Third, Israel is NOT the determining factor or the key to understanding end-times prophecy. Jesus was explicit. The “end” will only come when the church has completed its primary task – to preach “this gospel of the kingdom to all nations.”

In the apostolic tradition, there is one Lord, one gospel, one salvation, one covenant, one covenant people of God, and one’s ethnicity has no bearing on one’s inclusion in it. In Christ, no longer can there be “Jew or Gentile.”

Sooner or later, the prophecy “experts” must all explain away Christ’s warning did not really mean what it obviously does mean. Most often, they claim we cannot know the “precise day or hour,” but Jesus did not say we could not know the general “season.”

Putting aside the false logic (‘argumentum e silentio’), Jesus said that very thing. “It is NOT for you to know the season” or ‘kairos.’ By Dispensationalist logic, because Christ did not include the week, month, year, decade, or century in his warning, we can know the week, month, year, decade, and century of his coming, just not the exact day and hour– (Mark 13:33).

Just prior to his ascension, Jesus told his disciples that “it is not for you to know times [plural] or seasons [plural], which the Father hath set within His own authority.” And the plural terms “times” and “seasons” cover just about any way one might delimit time – (Mark 13:33, Acts 1:7).

Church history is replete with examples of men who have predicted the timing of Christ’s return.
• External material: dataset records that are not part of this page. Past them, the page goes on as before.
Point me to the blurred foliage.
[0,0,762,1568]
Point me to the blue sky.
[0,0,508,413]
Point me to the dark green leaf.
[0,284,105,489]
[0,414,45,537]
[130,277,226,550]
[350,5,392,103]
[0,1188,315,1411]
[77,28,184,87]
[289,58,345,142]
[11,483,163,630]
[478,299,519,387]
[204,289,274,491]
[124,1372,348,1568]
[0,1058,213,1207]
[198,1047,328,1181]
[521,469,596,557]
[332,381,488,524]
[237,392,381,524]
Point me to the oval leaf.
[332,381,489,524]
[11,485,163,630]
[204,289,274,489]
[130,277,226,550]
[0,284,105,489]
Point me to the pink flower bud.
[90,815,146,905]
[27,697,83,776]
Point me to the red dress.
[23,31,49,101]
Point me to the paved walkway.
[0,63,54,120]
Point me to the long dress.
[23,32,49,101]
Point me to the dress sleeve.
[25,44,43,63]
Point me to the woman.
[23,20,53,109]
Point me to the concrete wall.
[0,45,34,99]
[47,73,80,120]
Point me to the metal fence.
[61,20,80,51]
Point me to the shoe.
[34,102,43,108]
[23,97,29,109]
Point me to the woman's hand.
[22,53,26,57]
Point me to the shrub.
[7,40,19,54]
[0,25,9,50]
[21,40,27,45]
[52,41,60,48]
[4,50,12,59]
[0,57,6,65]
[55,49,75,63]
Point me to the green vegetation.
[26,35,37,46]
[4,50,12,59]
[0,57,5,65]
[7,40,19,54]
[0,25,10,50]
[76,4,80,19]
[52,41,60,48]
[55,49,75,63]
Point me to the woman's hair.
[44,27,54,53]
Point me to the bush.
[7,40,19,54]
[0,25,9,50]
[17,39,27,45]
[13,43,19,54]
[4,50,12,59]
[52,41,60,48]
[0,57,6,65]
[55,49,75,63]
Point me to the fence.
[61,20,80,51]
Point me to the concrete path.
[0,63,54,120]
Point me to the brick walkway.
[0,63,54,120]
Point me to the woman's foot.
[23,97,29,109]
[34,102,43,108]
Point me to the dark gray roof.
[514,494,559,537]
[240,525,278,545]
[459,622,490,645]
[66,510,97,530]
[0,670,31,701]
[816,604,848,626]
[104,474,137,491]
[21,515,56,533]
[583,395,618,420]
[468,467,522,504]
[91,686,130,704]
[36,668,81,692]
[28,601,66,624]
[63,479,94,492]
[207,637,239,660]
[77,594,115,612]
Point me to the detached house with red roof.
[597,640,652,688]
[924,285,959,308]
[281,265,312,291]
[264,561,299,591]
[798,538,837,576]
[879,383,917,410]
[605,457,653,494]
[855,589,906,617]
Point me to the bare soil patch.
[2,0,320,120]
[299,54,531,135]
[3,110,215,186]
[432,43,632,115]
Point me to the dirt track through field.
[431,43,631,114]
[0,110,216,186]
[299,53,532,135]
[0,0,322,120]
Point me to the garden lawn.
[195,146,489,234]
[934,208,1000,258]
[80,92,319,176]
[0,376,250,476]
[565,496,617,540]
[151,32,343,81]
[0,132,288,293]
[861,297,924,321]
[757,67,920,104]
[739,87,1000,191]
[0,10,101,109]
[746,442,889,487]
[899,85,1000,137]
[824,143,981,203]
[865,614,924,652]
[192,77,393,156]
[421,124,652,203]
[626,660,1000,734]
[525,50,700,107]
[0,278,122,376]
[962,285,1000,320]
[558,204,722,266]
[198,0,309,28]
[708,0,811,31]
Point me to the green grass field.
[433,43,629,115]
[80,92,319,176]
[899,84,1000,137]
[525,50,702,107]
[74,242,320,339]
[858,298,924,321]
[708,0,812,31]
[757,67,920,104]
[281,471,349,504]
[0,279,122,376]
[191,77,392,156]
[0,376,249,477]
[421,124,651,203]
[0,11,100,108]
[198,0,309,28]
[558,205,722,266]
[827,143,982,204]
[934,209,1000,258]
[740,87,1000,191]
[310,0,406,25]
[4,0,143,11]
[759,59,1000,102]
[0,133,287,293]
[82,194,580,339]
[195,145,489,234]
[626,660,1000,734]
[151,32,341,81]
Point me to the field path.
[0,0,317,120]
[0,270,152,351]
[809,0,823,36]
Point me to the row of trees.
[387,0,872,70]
And while their methods and conclusions have varied, one thing they all have in common is that ALL of them without exception failed. And so far, today’s Prophecy Industry is NO exception to the rule. Like all their predecessors, the “experts” have chosen NOT to heed the clear and repeated warning of Jesus.

In none of this am I claiming that Christ’s return is not imminent, nor that it will not occur before the present generation comes to an end. For all I know, he may arrive “on the clouds” tomorrow, and that is why we must always be ready for his “sudden” return.

And that is the point. I do NOT know, you do NOT know, and most certainly today’s self-appointed prophecy “experts” do NOT know when the “end” will come, or whether we are members of the “last generation.”

Since we cannot calculate the time of the “end,” is it important to study Bible prophecy? Yes! Absolutely! Among other things, prophetic passages teach us what is coming and what to expect (e.g., the “apostasy,” deceivers, the resurrection), and how to be prepared for every eventuality so that his “arrival” does not overtake us “like a thief in the night.”

What I am “suggesting” - “shouting from the rooftops” - is that it is high time for us to reexamine the many popular claims and fads about the “last days” propagated by the Prophecy Industry over the last several decades. Bible prophecy has NOT failed, but the so-called "experts" have, and miserably so.